Fiil Çatısı
Çekimli bir fiilden oluşan yüklemin nesne ve özneye göre gösterdiği durumlara çatı denir. Bundan hareketle, yüklemin isim soylu sözcüklerden oluştuğu cümlelerde çatının aranmayacağını söyleyebiliriz.
Çatı; yüklemin nesne ve özneyle ilgisi olduğundan, sorularda karşımıza çoğu kez, nesne-yüklem ve özne-yüklem ilişkisi olarak çıkar. Şimdi bunları ayrı ayrı inceleyelim.
NESNE - YÜKLEM İLİŞKİSİ
Fiiller nesne alıp almamalarına göre değişik şekillerde adlandırılır.

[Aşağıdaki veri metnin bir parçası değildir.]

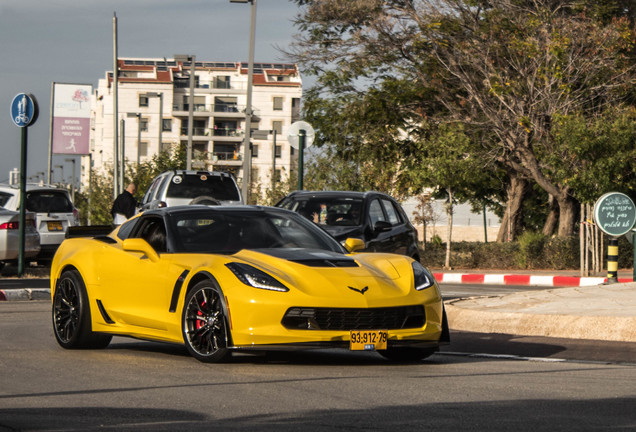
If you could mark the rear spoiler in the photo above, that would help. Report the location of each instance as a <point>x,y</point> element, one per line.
<point>89,231</point>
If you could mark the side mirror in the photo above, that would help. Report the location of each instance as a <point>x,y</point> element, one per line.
<point>354,244</point>
<point>140,245</point>
<point>381,226</point>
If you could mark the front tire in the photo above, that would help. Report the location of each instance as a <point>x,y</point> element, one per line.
<point>72,316</point>
<point>204,323</point>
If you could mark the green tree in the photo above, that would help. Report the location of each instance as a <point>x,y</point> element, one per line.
<point>504,68</point>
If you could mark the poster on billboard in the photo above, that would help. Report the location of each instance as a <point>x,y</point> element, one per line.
<point>71,118</point>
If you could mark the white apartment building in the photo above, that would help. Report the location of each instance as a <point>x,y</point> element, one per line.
<point>153,102</point>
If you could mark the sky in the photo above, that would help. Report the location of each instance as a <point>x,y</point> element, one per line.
<point>71,41</point>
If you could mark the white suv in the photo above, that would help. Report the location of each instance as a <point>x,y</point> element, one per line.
<point>180,187</point>
<point>53,208</point>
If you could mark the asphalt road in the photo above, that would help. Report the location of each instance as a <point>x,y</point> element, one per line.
<point>135,385</point>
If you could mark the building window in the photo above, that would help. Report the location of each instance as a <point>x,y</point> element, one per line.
<point>166,147</point>
<point>278,127</point>
<point>278,103</point>
<point>222,82</point>
<point>167,125</point>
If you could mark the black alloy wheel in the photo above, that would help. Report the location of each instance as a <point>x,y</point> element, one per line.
<point>71,314</point>
<point>204,323</point>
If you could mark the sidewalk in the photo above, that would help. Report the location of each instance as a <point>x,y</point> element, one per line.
<point>587,309</point>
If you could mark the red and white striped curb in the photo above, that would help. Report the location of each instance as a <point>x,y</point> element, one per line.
<point>25,294</point>
<point>517,279</point>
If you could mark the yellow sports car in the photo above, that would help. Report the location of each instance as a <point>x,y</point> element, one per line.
<point>223,279</point>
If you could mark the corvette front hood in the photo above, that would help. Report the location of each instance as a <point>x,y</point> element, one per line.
<point>361,279</point>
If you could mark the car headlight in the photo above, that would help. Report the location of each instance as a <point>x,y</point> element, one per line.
<point>423,279</point>
<point>256,278</point>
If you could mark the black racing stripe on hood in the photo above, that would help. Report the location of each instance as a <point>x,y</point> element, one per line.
<point>311,257</point>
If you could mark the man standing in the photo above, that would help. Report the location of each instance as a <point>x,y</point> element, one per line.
<point>125,205</point>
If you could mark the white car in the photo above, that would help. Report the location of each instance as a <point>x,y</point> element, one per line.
<point>10,236</point>
<point>54,212</point>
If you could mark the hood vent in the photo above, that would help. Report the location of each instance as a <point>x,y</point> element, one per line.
<point>327,262</point>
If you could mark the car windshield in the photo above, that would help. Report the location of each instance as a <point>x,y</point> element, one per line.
<point>48,202</point>
<point>230,232</point>
<point>193,186</point>
<point>330,211</point>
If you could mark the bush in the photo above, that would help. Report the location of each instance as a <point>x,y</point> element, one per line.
<point>531,250</point>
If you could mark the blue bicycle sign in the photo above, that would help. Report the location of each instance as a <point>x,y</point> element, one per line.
<point>24,110</point>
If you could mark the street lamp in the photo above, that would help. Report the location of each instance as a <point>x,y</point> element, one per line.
<point>61,167</point>
<point>264,134</point>
<point>247,162</point>
<point>191,58</point>
<point>138,115</point>
<point>160,96</point>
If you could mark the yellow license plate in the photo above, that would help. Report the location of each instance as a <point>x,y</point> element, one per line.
<point>54,226</point>
<point>368,340</point>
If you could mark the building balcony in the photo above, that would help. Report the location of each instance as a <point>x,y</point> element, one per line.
<point>227,132</point>
<point>196,131</point>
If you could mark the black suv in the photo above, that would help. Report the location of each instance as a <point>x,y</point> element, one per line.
<point>373,217</point>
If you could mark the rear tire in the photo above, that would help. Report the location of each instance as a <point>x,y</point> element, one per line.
<point>204,323</point>
<point>72,316</point>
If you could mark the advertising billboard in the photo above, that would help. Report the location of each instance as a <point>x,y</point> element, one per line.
<point>71,118</point>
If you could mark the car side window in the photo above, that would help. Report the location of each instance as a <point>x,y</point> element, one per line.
<point>4,197</point>
<point>126,228</point>
<point>394,218</point>
<point>151,191</point>
<point>375,212</point>
<point>153,230</point>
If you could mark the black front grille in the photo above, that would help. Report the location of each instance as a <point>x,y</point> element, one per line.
<point>390,318</point>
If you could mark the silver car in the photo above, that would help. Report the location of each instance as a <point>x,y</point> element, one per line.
<point>53,208</point>
<point>10,235</point>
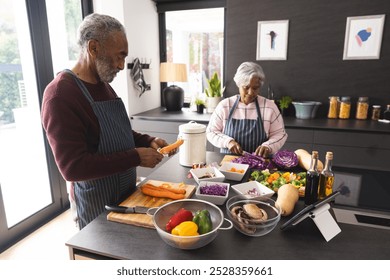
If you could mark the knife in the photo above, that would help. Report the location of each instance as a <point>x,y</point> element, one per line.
<point>128,210</point>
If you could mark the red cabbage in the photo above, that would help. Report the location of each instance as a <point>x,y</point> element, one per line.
<point>215,189</point>
<point>254,161</point>
<point>285,159</point>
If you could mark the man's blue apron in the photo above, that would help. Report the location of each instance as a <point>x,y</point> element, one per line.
<point>248,133</point>
<point>115,135</point>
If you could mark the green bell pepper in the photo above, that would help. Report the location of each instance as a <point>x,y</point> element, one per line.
<point>203,220</point>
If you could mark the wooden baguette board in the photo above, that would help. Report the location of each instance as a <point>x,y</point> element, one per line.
<point>139,199</point>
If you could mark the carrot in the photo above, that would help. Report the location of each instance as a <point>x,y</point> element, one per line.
<point>155,192</point>
<point>169,148</point>
<point>166,187</point>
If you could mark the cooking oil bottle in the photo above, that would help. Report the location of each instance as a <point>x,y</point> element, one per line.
<point>312,180</point>
<point>326,177</point>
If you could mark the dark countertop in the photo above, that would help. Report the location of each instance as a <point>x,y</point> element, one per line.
<point>185,115</point>
<point>303,242</point>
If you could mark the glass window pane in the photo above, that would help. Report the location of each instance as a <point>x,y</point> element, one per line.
<point>64,17</point>
<point>195,37</point>
<point>24,178</point>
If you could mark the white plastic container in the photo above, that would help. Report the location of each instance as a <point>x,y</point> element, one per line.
<point>194,148</point>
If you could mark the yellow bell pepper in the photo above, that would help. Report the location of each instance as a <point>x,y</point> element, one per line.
<point>187,228</point>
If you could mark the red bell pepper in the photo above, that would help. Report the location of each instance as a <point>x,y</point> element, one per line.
<point>180,216</point>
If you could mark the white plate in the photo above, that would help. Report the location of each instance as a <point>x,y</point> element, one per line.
<point>253,187</point>
<point>234,176</point>
<point>216,199</point>
<point>200,172</point>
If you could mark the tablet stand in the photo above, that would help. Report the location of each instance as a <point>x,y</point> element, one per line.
<point>324,221</point>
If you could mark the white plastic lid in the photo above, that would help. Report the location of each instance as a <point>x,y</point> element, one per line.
<point>192,127</point>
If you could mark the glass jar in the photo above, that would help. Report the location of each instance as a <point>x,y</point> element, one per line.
<point>386,114</point>
<point>362,108</point>
<point>376,112</point>
<point>333,107</point>
<point>345,107</point>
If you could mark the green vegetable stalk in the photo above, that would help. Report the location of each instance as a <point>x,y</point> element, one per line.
<point>203,220</point>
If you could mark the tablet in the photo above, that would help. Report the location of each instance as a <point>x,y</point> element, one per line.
<point>306,211</point>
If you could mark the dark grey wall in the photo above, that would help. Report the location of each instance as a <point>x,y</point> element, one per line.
<point>314,68</point>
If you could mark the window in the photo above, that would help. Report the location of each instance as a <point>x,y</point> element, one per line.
<point>195,37</point>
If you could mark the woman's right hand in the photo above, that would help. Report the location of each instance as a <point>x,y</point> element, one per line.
<point>235,148</point>
<point>149,157</point>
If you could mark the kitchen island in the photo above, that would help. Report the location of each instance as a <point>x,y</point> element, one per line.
<point>103,239</point>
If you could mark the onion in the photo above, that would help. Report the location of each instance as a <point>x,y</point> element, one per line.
<point>285,159</point>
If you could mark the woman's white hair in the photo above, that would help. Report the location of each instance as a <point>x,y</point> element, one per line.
<point>98,27</point>
<point>246,71</point>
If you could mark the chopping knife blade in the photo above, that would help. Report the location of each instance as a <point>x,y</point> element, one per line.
<point>128,210</point>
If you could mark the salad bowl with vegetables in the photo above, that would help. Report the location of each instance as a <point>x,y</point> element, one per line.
<point>277,179</point>
<point>189,223</point>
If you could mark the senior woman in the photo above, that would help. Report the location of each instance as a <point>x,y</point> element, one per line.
<point>247,122</point>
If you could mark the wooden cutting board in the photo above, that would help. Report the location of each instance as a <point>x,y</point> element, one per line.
<point>139,199</point>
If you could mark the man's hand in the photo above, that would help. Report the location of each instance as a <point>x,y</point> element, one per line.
<point>234,147</point>
<point>149,157</point>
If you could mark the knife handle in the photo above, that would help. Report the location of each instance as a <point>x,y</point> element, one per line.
<point>118,209</point>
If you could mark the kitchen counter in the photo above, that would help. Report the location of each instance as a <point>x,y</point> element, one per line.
<point>103,239</point>
<point>185,115</point>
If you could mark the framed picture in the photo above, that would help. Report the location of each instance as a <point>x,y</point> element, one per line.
<point>363,37</point>
<point>272,37</point>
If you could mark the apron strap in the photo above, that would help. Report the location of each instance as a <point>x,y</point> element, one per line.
<point>81,85</point>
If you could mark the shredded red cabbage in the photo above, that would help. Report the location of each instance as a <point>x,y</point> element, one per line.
<point>215,189</point>
<point>254,161</point>
<point>285,159</point>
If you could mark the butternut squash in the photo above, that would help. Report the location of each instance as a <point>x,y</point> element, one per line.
<point>304,160</point>
<point>287,198</point>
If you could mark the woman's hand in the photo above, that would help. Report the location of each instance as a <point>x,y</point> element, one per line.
<point>235,148</point>
<point>262,151</point>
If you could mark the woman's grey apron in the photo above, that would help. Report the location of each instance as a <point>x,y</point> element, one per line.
<point>248,133</point>
<point>115,135</point>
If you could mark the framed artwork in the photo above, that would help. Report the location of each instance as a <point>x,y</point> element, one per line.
<point>363,37</point>
<point>272,37</point>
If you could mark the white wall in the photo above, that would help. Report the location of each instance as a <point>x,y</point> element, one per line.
<point>140,19</point>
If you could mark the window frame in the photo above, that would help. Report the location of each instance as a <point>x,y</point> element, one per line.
<point>164,6</point>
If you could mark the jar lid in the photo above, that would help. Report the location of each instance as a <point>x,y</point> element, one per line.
<point>192,127</point>
<point>363,99</point>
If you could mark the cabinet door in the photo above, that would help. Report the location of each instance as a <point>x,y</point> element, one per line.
<point>299,139</point>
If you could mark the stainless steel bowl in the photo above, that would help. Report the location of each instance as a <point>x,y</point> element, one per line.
<point>248,227</point>
<point>165,212</point>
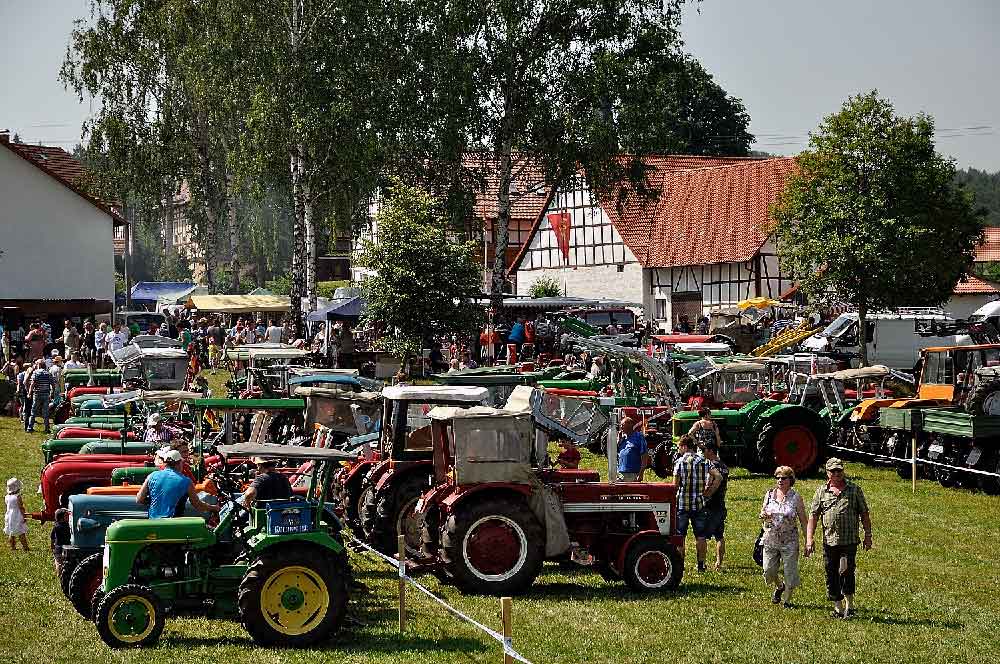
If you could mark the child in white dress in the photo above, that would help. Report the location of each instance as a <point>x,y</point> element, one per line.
<point>14,524</point>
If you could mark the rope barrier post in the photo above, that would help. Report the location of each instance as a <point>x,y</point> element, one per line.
<point>401,557</point>
<point>505,610</point>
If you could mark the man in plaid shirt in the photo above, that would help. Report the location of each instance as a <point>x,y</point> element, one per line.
<point>40,390</point>
<point>696,480</point>
<point>839,505</point>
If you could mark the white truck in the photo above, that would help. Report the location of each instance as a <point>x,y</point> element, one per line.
<point>891,337</point>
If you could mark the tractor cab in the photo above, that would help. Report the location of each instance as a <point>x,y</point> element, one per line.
<point>493,516</point>
<point>280,568</point>
<point>267,371</point>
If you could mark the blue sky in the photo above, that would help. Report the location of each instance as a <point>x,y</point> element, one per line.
<point>791,61</point>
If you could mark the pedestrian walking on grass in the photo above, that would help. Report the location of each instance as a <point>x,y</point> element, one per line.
<point>840,506</point>
<point>782,511</point>
<point>696,482</point>
<point>716,504</point>
<point>15,523</point>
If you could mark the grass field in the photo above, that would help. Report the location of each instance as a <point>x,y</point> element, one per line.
<point>927,592</point>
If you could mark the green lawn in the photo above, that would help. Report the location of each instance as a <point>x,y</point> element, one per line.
<point>926,593</point>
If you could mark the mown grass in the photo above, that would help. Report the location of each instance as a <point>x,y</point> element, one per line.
<point>927,592</point>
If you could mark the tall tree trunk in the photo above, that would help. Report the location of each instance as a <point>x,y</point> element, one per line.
<point>298,244</point>
<point>310,231</point>
<point>863,331</point>
<point>501,226</point>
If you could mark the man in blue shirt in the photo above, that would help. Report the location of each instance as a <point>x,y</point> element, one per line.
<point>165,490</point>
<point>631,449</point>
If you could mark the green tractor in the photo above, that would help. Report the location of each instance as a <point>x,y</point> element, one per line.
<point>280,568</point>
<point>765,434</point>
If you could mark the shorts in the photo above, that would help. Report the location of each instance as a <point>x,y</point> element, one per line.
<point>715,524</point>
<point>698,520</point>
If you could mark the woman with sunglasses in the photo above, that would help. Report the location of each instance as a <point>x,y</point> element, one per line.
<point>782,512</point>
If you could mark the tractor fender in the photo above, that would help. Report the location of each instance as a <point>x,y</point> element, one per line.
<point>676,540</point>
<point>785,412</point>
<point>483,491</point>
<point>398,475</point>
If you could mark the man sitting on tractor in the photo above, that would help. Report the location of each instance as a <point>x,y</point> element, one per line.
<point>268,485</point>
<point>164,490</point>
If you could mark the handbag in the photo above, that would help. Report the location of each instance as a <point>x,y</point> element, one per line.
<point>758,549</point>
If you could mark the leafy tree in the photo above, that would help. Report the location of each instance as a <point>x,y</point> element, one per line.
<point>874,214</point>
<point>545,287</point>
<point>423,283</point>
<point>565,85</point>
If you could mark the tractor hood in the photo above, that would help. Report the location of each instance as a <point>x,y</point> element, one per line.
<point>176,530</point>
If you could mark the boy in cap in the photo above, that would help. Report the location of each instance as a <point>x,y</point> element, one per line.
<point>164,490</point>
<point>839,505</point>
<point>268,485</point>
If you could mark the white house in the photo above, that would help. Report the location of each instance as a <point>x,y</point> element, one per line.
<point>57,242</point>
<point>698,241</point>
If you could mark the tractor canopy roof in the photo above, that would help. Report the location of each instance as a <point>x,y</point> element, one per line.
<point>334,379</point>
<point>333,393</point>
<point>272,451</point>
<point>436,393</point>
<point>876,371</point>
<point>249,404</point>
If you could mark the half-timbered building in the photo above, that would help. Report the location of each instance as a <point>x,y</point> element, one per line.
<point>697,240</point>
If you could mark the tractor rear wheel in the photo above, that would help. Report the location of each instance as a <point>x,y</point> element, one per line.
<point>391,512</point>
<point>793,444</point>
<point>652,565</point>
<point>496,546</point>
<point>84,582</point>
<point>985,399</point>
<point>293,597</point>
<point>129,616</point>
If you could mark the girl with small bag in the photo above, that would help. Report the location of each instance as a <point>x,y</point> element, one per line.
<point>781,513</point>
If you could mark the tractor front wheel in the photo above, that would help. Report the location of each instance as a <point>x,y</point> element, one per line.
<point>652,565</point>
<point>493,547</point>
<point>293,598</point>
<point>84,582</point>
<point>392,512</point>
<point>794,445</point>
<point>129,616</point>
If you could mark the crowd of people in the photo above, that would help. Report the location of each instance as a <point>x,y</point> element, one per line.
<point>837,509</point>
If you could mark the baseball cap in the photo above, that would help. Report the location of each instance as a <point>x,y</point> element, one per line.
<point>833,463</point>
<point>169,455</point>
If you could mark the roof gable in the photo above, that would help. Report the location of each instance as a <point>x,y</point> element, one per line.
<point>707,215</point>
<point>61,166</point>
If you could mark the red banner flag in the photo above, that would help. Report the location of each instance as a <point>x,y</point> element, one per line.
<point>561,223</point>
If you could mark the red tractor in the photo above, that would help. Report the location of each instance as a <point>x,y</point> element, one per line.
<point>490,521</point>
<point>393,467</point>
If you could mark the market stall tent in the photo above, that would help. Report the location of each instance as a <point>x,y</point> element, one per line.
<point>238,304</point>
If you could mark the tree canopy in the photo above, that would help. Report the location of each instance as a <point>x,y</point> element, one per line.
<point>422,283</point>
<point>874,215</point>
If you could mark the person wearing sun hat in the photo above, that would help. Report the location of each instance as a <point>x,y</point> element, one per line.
<point>840,506</point>
<point>164,490</point>
<point>268,485</point>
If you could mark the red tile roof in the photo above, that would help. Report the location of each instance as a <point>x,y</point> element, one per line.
<point>630,210</point>
<point>60,165</point>
<point>706,215</point>
<point>989,250</point>
<point>975,286</point>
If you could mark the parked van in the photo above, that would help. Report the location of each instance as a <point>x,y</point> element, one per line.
<point>891,338</point>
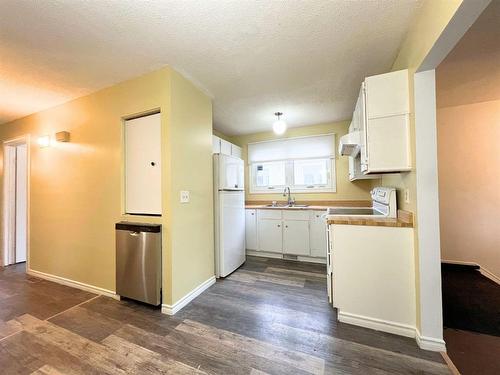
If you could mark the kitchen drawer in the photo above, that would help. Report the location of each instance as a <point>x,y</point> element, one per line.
<point>269,214</point>
<point>296,215</point>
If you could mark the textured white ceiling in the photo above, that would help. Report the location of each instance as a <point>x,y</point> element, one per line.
<point>304,58</point>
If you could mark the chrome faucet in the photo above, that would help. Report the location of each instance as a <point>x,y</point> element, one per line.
<point>290,201</point>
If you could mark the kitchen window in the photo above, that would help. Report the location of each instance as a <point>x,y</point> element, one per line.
<point>305,164</point>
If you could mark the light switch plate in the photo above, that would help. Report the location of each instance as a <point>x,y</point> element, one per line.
<point>184,196</point>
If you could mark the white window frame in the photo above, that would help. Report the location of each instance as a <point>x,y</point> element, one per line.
<point>329,187</point>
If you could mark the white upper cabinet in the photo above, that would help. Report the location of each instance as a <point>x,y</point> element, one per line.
<point>387,94</point>
<point>251,229</point>
<point>143,165</point>
<point>382,114</point>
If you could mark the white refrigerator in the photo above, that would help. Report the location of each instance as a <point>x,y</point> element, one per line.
<point>229,207</point>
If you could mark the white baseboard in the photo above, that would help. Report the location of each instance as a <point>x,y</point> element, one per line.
<point>377,324</point>
<point>484,271</point>
<point>172,309</point>
<point>72,283</point>
<point>430,343</point>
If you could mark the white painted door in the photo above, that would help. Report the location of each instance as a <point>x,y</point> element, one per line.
<point>296,237</point>
<point>318,234</point>
<point>143,165</point>
<point>270,235</point>
<point>251,229</point>
<point>225,147</point>
<point>21,202</point>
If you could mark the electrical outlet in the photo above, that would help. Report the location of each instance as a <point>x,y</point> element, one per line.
<point>407,195</point>
<point>184,196</point>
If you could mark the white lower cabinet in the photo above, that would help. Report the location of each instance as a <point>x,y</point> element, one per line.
<point>270,235</point>
<point>318,242</point>
<point>291,232</point>
<point>251,229</point>
<point>296,237</point>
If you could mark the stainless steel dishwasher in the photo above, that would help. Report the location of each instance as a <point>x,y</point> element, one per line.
<point>138,261</point>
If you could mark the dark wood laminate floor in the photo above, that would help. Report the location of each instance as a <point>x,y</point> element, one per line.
<point>269,317</point>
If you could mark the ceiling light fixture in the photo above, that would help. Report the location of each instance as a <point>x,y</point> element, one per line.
<point>279,126</point>
<point>44,141</point>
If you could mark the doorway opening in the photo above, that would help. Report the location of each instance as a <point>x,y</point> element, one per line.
<point>16,187</point>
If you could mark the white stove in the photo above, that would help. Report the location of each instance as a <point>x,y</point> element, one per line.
<point>383,205</point>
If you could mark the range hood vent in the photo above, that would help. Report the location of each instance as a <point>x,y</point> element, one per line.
<point>349,144</point>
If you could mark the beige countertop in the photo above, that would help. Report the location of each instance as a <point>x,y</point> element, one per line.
<point>404,219</point>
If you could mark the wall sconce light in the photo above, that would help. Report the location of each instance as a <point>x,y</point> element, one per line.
<point>62,136</point>
<point>44,141</point>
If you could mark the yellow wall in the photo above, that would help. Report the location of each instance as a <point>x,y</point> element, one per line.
<point>76,188</point>
<point>346,190</point>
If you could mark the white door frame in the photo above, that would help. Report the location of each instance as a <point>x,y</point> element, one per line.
<point>8,226</point>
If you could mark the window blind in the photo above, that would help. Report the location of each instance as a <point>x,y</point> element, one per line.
<point>318,146</point>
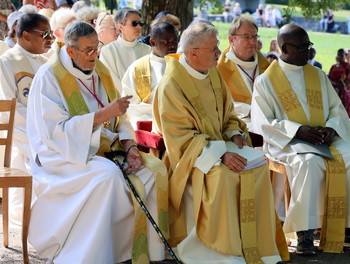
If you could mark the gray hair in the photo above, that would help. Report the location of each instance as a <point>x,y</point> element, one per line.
<point>87,13</point>
<point>237,22</point>
<point>61,17</point>
<point>122,15</point>
<point>76,30</point>
<point>196,34</point>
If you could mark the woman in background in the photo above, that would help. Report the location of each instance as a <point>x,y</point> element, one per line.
<point>339,74</point>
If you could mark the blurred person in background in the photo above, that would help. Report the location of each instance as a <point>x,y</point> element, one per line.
<point>339,74</point>
<point>60,20</point>
<point>119,54</point>
<point>12,20</point>
<point>6,8</point>
<point>105,28</point>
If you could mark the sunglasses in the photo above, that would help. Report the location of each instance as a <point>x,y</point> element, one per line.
<point>135,23</point>
<point>46,33</point>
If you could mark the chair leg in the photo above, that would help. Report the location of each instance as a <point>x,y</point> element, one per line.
<point>287,193</point>
<point>26,219</point>
<point>5,216</point>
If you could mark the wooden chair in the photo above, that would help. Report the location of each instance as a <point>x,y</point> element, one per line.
<point>13,178</point>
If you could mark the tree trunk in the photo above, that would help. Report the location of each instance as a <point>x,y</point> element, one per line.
<point>183,9</point>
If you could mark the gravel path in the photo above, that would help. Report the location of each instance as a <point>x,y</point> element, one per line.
<point>13,254</point>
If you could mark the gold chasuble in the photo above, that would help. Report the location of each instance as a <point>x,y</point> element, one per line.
<point>77,106</point>
<point>333,226</point>
<point>216,199</point>
<point>142,75</point>
<point>233,78</point>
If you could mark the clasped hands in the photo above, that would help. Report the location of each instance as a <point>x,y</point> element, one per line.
<point>316,135</point>
<point>232,160</point>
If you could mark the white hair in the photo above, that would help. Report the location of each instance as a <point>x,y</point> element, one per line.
<point>195,34</point>
<point>60,18</point>
<point>28,9</point>
<point>87,13</point>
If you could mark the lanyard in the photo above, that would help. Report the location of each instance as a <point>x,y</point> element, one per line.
<point>93,92</point>
<point>254,72</point>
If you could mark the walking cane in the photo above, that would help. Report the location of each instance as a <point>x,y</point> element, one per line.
<point>113,157</point>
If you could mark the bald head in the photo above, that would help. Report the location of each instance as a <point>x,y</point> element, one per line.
<point>295,44</point>
<point>289,32</point>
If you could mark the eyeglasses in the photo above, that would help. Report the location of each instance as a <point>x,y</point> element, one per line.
<point>91,51</point>
<point>46,33</point>
<point>215,49</point>
<point>135,23</point>
<point>104,16</point>
<point>168,42</point>
<point>247,37</point>
<point>302,47</point>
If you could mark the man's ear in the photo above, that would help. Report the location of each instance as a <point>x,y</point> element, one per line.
<point>26,36</point>
<point>230,39</point>
<point>152,42</point>
<point>71,52</point>
<point>284,48</point>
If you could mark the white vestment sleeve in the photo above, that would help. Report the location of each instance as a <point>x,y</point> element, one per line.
<point>211,155</point>
<point>8,91</point>
<point>265,122</point>
<point>109,59</point>
<point>72,137</point>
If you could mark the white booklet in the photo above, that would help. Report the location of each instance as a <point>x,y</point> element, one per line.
<point>254,157</point>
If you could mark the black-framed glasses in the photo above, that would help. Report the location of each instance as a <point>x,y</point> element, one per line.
<point>135,23</point>
<point>46,33</point>
<point>213,50</point>
<point>91,51</point>
<point>248,37</point>
<point>302,47</point>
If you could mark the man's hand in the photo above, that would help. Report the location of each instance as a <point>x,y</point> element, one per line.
<point>133,157</point>
<point>234,161</point>
<point>114,109</point>
<point>328,134</point>
<point>134,160</point>
<point>311,134</point>
<point>239,141</point>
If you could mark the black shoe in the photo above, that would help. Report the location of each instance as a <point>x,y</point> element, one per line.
<point>306,243</point>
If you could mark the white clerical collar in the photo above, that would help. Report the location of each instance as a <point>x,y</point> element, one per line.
<point>194,73</point>
<point>126,43</point>
<point>68,64</point>
<point>287,66</point>
<point>244,64</point>
<point>156,58</point>
<point>26,53</point>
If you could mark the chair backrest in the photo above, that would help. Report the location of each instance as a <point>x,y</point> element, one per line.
<point>7,126</point>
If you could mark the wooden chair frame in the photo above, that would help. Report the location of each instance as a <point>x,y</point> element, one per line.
<point>13,178</point>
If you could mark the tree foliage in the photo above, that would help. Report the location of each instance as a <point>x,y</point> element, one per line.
<point>313,8</point>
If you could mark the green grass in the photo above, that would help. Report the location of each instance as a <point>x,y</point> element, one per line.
<point>326,44</point>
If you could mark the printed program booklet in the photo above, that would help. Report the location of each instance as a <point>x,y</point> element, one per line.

Bunları dört grupta inceleyebiliriz.
1. Geçişli Fiil: Nesne alabilen fiillerdir. Bir fiilin nesne alıp almadığının nasıl anlaşılacağını cümle öğelerinde “nesne” konusunda işlemiştik. Buna göre, fiil nesne alıyorsa geçişli olacaktır.
Örneğin;
“Etrafı daha iyi görebilmek için ışığı yaktı.” cümlesinde “yaktı” yüklemdir; “o” gizli öznedir. Nesneyi bulmak için “O neyi yaktı?” diye soruyoruz. “ışığı” cevabı geliyor. Öyleyse yüklem nesne almıştır; “yakmak” fiili geçişli bir fiildir.
Fiilin geçişli olması için cümlede mutlaka nesnesinin bulunması gerekmez. Bazen fiil geçişli olduğu halde cümlede nesne kullanılmamış da olabilir.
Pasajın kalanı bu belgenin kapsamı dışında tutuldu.